In Buddhism, without knowing what their deeper/hidden teachings are, due to the tradition of passing the more esoteric knowledge from master to disciple, on the surface the teachings will no more explain why we exist in the first place anymore than many other religions. To the religious, esoteric knowledge may appear to be devoid of a purpose other than gaining some scary mystical concepts or evil powers of ESP. But esoteric knowledge is what helps us in our spiritual development. Why does Buddhism promote meditation? Why does Christianity promote prayer? These are both the same acts that you do in order to "know yourself". Meditation is the means to realize your inner self through contemplation and observance, while prayer allows you to speak to that which is not seen ("God", which is the spiritual father of "you" in All That Is). The aspect of esoteric knowledge that really helps one to gain perspective on their true nature is the fact that you know why these religious actions work the way they do so that you can gauge progress. It goes beyond Buddhist goals of enlightened inner peace. It goes beyond Christian joy of salvation. Esoteric knowledge gives you the understanding of how to be what you want to be, beyond the limitations of the physical. To be able to perceive beyond the physical senses, to know that your thoughts become reality, to communicate through the connectedness with All That Is (one with the universe). These are the elementary goals of each of us and the different religions and philosophies, when practiced, provide the beginning steps towards the higher goal.

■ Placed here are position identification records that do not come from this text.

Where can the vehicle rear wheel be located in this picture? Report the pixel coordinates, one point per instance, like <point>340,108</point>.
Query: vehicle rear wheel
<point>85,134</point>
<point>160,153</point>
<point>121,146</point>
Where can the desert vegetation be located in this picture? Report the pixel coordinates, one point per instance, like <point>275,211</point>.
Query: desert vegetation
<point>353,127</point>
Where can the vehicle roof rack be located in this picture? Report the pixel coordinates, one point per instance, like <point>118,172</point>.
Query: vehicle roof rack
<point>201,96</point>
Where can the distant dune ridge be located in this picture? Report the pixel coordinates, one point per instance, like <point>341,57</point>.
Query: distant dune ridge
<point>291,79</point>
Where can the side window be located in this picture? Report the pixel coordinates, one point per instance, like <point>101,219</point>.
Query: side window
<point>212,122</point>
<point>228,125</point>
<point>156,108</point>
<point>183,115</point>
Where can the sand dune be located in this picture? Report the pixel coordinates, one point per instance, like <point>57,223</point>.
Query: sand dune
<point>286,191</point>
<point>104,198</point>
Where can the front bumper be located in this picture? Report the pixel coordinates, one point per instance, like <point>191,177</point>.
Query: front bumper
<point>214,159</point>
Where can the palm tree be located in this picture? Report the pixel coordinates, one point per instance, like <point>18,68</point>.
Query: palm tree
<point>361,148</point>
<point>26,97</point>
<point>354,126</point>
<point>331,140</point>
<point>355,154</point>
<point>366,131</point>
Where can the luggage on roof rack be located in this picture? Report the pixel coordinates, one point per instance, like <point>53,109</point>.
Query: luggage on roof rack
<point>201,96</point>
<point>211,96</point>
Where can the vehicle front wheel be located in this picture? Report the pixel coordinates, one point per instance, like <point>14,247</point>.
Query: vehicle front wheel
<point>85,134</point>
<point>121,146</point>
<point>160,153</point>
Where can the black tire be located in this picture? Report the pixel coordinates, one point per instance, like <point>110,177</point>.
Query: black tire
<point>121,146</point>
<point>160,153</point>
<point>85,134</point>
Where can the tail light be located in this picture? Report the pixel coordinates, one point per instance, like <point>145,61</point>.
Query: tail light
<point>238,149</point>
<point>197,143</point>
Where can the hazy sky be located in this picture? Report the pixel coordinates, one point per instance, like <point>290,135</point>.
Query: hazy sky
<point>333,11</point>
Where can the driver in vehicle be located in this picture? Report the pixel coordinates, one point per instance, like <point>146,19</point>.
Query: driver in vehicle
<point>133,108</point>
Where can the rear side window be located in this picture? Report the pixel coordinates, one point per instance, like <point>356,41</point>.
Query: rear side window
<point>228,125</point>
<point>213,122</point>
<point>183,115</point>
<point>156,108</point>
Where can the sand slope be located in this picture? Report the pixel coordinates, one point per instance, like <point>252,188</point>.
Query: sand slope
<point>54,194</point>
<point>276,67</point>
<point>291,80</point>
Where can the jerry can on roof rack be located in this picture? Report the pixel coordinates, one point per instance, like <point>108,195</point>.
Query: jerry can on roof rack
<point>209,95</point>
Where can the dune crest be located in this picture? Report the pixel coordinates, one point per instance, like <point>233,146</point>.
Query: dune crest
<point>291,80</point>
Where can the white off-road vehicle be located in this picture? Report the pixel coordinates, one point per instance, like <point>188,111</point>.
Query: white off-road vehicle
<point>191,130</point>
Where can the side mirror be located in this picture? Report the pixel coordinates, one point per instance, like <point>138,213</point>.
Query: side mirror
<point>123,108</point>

Why do you practice a religion? Why do you do what you do? What goal do you seek by your beliefs? These are all fundamental questions one must ask themselves if one wants to start to know who they are, and thus know what they are.
In my belief, samsara is not because of karmic debt nor is it the cause of the next life incarnation. Rather, the next life in samsara is driven by the need to experience all aspects of being. If one acted in a negative manner in a previous life, it did not cause your next life. The next life, if the previous life was a "bad" life due to "karma", is designed for you to experience and learn what the other side of your "bad" actions will be like. It is an educational tool, not a punishment. Suffering through attachment is the consequence of our learning process. We begin each life anew so that we can experience what we need to learn without any prejudice from our previous life. Then the outer ego (the part we associate with "I") will not expect anything, but rather experience everything as it happens and hopefully learn through it, eventually leading to a release from attachment of things and concepts (rigid beliefs are a form of attachment). This learning process adds to the overall experience of our inner ego (the soul), and thus produces a wiser personality. And this wisdom gained through multiple varying life experiences, carry forward into our future lives until we become whole (inner ego, aka soul, and outer ego, waking conscious mind, no longer think, and thus act, independently).
Buddhism has many very useful practical knowledge. It also has many of the esoteric knowledge available in a way that is relatable in human terms. But one must not take those teachings purely at face value anymore than the teachings of Jesus. Jesus spoke in parables so that those who are ready and able to seek the deeper truths through their examination of themselves will understand once they have experienced what Jesus was talking about. The same goes for the teachings of Buddha. He gave practical instructions on how to become enlightened so that when one becomes enlightened, they can start to find the meaning behind the teachings.